À ceux qui désirent fréquenter des gens à Vancouver, je suggère d’aller aux nombreux événements gratuits à travers la ville, de faire du bénévolat dans un organisme de charité ou autre et, surtout, d’accepter toute invitation de fête dans une maison privée. Si, malgré ces activités, la solitude vous gagne, je connais une recette autochtone : fermer les yeux, penser aux gens vivants ou non qui vous ont aimés, puis, imaginer leurs paisibles visa-ges flottant au-dessus de vous. Voilà! Ils vous accompagnent et veillent sur vous.

Même si les voyages nous éloignent toujours de quelqu’un ou de quelque part, je retrouve tout de même assez souvent des signes familiers. Par exemple : j’arrive pour la première fois à Vancouver en auto-stop avec un couple dont la destination finale est la rue Québec, nom de la province où j’ai grandi ; je trouve mon premier emploi à New-Westminster rue Sherbrooke, nom de la ville où je suis née ; puis, je prends mes premières leçons de chant rue Ste-Catherines, nom qui me ramène au village Sainte-Catherine-de-Hatley, lieu de ma jeunesse. Le monde est petit, n’est-ce pas?

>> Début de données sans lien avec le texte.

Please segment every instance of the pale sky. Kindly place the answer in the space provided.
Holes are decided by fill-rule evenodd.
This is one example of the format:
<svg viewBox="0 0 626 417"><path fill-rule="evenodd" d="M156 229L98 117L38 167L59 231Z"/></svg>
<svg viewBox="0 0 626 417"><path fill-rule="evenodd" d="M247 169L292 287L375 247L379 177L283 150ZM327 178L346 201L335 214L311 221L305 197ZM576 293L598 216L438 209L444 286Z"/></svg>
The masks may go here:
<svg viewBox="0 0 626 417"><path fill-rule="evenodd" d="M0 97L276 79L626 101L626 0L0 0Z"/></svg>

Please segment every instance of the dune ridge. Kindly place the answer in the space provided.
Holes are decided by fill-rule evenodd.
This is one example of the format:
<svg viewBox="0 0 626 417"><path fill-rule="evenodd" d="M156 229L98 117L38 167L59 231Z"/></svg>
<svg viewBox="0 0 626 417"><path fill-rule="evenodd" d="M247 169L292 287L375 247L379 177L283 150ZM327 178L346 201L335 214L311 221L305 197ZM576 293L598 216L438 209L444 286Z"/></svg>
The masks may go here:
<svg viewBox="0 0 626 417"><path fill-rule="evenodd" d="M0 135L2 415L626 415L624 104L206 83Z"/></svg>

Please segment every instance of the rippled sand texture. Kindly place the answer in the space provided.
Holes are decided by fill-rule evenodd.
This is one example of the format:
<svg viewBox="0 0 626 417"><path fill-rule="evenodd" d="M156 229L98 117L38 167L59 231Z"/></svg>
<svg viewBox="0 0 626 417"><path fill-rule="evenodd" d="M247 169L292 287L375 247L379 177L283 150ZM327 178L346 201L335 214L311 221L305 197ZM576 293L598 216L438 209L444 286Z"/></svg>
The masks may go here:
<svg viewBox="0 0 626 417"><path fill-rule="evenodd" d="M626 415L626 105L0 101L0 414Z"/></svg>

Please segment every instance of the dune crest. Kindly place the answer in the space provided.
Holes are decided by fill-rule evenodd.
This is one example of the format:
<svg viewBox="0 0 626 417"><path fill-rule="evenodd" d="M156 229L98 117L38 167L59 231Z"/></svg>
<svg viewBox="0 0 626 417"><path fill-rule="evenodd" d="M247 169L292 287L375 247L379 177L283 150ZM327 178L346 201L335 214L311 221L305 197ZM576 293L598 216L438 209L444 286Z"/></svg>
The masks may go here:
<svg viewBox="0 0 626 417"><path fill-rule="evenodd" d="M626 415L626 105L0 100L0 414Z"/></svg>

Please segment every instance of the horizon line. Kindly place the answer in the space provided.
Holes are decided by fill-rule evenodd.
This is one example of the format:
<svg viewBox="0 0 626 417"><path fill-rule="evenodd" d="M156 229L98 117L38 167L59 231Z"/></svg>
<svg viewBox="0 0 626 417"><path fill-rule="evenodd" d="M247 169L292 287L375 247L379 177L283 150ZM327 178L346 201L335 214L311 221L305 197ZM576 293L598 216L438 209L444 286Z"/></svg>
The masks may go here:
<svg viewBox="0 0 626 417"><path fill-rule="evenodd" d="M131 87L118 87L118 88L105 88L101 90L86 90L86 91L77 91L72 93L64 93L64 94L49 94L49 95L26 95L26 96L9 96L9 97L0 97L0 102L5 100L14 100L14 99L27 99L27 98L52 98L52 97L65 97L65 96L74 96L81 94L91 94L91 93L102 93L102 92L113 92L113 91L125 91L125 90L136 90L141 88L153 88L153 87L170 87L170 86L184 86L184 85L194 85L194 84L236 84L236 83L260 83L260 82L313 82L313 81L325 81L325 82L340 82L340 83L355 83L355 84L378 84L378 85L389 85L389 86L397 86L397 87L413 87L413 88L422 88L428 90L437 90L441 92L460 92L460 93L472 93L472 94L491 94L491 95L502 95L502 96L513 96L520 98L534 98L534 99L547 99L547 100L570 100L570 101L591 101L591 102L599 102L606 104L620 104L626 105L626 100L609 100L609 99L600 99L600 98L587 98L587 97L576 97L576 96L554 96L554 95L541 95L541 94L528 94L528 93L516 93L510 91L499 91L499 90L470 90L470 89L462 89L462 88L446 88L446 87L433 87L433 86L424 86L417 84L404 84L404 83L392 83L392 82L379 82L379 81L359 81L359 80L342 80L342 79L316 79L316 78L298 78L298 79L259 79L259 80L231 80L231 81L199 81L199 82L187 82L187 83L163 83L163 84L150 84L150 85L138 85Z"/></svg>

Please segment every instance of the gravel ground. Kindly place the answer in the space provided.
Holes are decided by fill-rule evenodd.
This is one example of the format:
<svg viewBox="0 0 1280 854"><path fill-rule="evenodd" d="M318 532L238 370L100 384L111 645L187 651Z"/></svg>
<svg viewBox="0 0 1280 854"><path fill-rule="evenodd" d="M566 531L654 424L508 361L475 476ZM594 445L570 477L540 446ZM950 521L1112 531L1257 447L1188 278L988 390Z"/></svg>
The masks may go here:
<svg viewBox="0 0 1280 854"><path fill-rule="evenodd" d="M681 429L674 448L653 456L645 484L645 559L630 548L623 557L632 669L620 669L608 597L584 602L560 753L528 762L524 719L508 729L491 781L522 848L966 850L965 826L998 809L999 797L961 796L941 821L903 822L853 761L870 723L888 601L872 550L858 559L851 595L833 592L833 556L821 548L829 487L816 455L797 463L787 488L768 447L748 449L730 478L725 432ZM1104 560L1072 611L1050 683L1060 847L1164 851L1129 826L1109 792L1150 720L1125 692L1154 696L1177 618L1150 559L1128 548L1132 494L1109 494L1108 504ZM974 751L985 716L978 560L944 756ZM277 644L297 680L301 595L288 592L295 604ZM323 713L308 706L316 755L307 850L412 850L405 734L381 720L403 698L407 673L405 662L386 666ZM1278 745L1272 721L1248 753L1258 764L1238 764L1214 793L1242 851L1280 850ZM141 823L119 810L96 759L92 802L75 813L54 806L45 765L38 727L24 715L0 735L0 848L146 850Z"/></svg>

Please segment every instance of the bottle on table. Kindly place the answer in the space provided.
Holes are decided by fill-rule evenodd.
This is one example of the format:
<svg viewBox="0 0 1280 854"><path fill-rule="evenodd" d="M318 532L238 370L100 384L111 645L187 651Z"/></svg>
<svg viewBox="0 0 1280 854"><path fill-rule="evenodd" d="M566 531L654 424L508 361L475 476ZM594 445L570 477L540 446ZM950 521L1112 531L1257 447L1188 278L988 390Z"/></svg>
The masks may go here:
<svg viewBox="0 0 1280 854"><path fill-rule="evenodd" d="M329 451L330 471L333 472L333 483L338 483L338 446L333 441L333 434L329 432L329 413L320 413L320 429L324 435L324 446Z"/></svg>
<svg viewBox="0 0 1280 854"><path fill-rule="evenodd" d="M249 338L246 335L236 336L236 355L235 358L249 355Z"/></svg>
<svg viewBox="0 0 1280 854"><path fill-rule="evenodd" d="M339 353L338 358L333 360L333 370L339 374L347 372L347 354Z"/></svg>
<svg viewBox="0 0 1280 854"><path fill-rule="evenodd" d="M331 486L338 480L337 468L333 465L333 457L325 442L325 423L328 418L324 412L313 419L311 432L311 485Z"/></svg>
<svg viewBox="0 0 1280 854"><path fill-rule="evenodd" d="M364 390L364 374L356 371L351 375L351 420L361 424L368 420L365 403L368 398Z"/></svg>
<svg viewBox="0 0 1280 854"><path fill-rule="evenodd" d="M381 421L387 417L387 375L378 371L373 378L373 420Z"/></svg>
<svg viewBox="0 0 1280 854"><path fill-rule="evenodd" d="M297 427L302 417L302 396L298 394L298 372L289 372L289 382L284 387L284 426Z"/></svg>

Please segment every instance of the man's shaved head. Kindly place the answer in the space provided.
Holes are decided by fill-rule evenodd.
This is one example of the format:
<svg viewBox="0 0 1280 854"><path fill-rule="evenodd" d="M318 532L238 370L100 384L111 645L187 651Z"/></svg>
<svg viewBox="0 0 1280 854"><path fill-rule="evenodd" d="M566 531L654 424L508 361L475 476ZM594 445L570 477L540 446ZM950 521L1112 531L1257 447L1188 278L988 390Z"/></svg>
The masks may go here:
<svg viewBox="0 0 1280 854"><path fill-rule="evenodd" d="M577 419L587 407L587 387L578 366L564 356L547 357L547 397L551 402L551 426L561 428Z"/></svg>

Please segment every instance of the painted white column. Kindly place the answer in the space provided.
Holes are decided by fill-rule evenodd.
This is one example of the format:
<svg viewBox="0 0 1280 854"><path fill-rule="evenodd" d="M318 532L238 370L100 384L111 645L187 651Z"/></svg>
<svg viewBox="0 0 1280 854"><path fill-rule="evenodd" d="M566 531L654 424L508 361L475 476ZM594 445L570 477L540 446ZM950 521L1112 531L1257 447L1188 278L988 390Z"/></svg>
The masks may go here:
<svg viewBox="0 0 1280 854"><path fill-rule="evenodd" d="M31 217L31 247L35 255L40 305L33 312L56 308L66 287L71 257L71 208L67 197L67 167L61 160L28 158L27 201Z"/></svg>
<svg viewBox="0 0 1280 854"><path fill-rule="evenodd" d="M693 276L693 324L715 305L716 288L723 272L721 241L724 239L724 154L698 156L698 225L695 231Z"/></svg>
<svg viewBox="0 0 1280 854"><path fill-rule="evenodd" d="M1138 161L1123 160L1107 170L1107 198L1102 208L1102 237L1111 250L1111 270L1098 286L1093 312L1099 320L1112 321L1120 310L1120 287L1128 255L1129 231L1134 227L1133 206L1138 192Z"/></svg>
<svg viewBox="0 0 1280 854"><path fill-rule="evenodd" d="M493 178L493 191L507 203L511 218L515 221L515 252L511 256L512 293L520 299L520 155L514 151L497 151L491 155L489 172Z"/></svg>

La  nature et le doux climat de Vancouver, je l’avoue, m’ont fortement incités à y demeurer. Peu de grandes villes au monde vous offrent l’accès, en une heure ou moins, à la mer, aux montagnes et à la campagne ; ayant grandi autant en zones urbaines que rurales, j’ai besoin de cette pro-ximité de la nature que j’apprécie tant. L’hiver québécois ne me manque pas puisque je ne me suis jamais adaptée à m’emmitoufler sept mois par an. La pluie, qui me déprimait tellement au Québec, me fait sourire ici quand je pense que ce n’est pas de la neige : “Cette peste blanche !” comme dit un ami. En fait, il y a peu de jours où la pluie tombe du matin au soir et l’on bénéficie souvent de nombreuses éclaircies.

Vivre à Vancouver, ville multiculturelle, me permet constamment de découvrir de nouveaux auteurs, chanteurs, plats culinaires, traditions et opinions. Je m’interroge tout de même sur l’usage d’une langue seconde au quotidien : “Est-ce encore un défi intéressant ou suis-je masochiste, car tout est plus difficile pour moi en anglais?” Un défi, oui bien sûr, mais pas une obligation, étant donné qu’il existe à Vancouver une communauté francophone dynamique. Je circule depuis trente ans parmi les deux milieux linguistiques et ne me suis jamais sentie totalement assimilée par la culture anglophone. J’ai préservé ma langue maternelle et, à la façon dont je parle l’anglais, les gens apprennent comment je pense en français.

Quitter Vancouver? Pas maintenant. Ma notion d’un “chez soi” a toujours été un état d’esprit plutôt qu’un lieu précis. J’irai donc sur la planète aux endroits où je sens une certaine harmonie, comme il y a longtemps, au Petit Lac Magog, près d’un ruisseau limpide et enchanteur où j’ai passé bien des heures à me remplir de paix.